Il rapporto fra pubblico e privato e fra privati che si sono messi insieme nel distretto è sempre stato forte. La concia rischia di inquinare e nel passato, agli esordi, ha di fatto inquinato la terra, l’ acqua e l’ aria, per cui si è capito che si doveva cambiare. E’ nato il progetto Giada, guidato dagli enti locali, per il monitoraggio dello stato di salute di acqua e aria. Ogni anno l’agenzia Giada attesta dei miglioramenti sulla qualità di acqua e aria e la riduzione costante dei COV, i composti organici voltativi. Erano a quota 146 nel ‘ 96, oggi sono scesi a 46; l’ 87% delle aziende ha un fattore di emissione minore della soglia e i valori annui di solventi si sono dimezzati. Poi c’è stato l’accordo di programma sottoscritto da aziende, amministrazioni e categorie con la regione e il ministero per la tutela delle risorse idriche del bacino del Fratta Gorzone. Sono due esempi di sintonie fra l’apparato produttivo e quello pubblico in direzione del miglioramento delle condizioni dell’ambiente. Sono stati fatti dei passi importantissimi e attualmente, come conciatori, stiamo facendo dei sacrifici, anche in termini di costi, per ridurre l’impiego di cloruri e solfati nella lavorazione secondo quanto previsto dall’accordo di programma. Si procede verso una innovazione del ciclo produttivo proprio per poter usare meno prodotti o per poterne usare di alternativi.
La politica ha chiesto molto alla concia.

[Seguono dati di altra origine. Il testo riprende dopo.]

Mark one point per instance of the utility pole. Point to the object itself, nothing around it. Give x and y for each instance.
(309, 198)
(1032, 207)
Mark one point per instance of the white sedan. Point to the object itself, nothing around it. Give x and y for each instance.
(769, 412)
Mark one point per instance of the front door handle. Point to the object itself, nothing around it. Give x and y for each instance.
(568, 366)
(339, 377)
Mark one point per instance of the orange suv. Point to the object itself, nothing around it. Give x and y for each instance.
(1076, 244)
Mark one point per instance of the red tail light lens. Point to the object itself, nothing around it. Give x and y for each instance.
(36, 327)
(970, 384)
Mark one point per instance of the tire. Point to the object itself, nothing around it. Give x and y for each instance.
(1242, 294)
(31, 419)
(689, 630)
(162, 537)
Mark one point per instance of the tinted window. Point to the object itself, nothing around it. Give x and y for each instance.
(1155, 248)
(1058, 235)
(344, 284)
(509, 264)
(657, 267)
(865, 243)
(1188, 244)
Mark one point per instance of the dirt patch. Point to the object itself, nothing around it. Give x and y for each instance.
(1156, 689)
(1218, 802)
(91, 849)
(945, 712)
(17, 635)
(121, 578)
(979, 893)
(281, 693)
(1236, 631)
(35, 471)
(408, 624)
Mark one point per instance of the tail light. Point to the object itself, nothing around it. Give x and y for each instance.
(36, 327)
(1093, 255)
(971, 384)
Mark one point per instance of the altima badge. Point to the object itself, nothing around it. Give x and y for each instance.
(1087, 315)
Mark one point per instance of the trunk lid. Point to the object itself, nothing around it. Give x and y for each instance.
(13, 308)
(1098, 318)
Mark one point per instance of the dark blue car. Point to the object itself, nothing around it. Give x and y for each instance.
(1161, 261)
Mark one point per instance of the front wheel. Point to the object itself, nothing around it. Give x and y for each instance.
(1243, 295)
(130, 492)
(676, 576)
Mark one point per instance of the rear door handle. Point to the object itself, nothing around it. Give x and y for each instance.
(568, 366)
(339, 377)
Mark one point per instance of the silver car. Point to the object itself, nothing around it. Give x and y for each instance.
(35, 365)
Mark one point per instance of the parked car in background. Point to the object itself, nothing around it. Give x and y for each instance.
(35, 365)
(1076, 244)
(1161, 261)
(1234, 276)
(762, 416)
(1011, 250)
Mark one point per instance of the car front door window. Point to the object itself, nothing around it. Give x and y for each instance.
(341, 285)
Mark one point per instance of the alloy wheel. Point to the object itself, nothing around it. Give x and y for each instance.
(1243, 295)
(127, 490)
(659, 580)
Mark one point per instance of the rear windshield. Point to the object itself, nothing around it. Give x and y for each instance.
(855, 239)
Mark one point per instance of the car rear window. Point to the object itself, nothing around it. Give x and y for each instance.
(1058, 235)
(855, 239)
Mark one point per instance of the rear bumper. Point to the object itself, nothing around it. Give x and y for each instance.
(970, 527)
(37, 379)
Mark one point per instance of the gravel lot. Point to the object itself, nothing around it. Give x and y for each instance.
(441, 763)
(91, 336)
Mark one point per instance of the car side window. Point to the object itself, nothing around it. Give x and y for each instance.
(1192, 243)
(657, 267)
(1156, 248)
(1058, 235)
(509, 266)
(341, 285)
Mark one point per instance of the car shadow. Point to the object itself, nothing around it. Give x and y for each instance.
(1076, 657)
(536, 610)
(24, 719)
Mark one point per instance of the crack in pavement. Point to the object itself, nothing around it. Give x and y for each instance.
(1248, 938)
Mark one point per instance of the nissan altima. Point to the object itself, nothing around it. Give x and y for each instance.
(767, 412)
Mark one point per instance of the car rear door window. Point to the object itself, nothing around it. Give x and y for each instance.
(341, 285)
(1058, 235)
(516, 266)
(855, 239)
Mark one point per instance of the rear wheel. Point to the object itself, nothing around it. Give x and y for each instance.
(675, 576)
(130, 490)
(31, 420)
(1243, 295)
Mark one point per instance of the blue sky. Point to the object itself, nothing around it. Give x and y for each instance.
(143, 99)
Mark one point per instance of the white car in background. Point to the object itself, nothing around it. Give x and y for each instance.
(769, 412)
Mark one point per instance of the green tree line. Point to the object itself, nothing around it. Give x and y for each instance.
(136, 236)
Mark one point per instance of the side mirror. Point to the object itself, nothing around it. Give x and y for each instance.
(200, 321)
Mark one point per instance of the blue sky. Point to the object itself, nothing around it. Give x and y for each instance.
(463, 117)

Cosa chiede la concia alla politica?
Io credo che la politica giustamente debba chiedere – come sta facendo – precise garanzie alle aziende sotto il profilo dell’impatto ambientale, ma allo stesso tempo debba proteggerne la competitività. Ossia, da un lato sono corretti i controlli cui questo distretto è sottoposto, dall’altro è giusto che ci sia una tutela del made in Italy: se qui produciamo offrendo precise sicurezze di rispetto dell’ambiente e dei lavoratori che le medesime siano pretese anche per i prodotti confezionati altrove.

Quali sono le sfide di cui la politica deve occuparsi per il futuro di questo distretto?
Essenzialmente due: prima di tutto gestire l’evoluzione in corso degli ATO. Si sta procedendo, come intenzioni legislative, verso un depotenziamento di questo ente: si parla di un ATO provinciale o addirittura di un ATO solo per tutto il Veneto. A mio avviso sarebbe ingestibile. In questa zona l’ATO ha avuto un ruolo importante e oggi ha il compito di portare a compimento la soluzione per il trattamento dei fanghi, proprio perché piccolo, dimensionato rispetto al territorio. Se fosse un ATO regionale sarebbe problematico. Ecco la politica deve garantire una gestione efficace di questa struttura. In secondo luogo è importante che venga mantenuta pubblica la gestione del depuratore. E’ vero che una gestione solo privata forse sarebbe meno costosa: il privato ha meno burocrazia del pubblico, però io sono fra coloro che sostengono la necessità della gestione pubblica e soprattutto occorrerebbe una conduzione unica dei 4 depuratori della valle del Chiampo: Arzignano, Montecchio, Lonigo e Montebello che scaricano in Arica. Si potrebbe avere così più flessibilità, se ho un maggiore carico di lavoro su un depuratore lo posso soddisfare sfruttando l’eventuale minore utilizzo di un altro impianto. Si potrebbero così seguire più facilmente i flussi della produzione. Un unico ente avrebbe anche un potere più forte.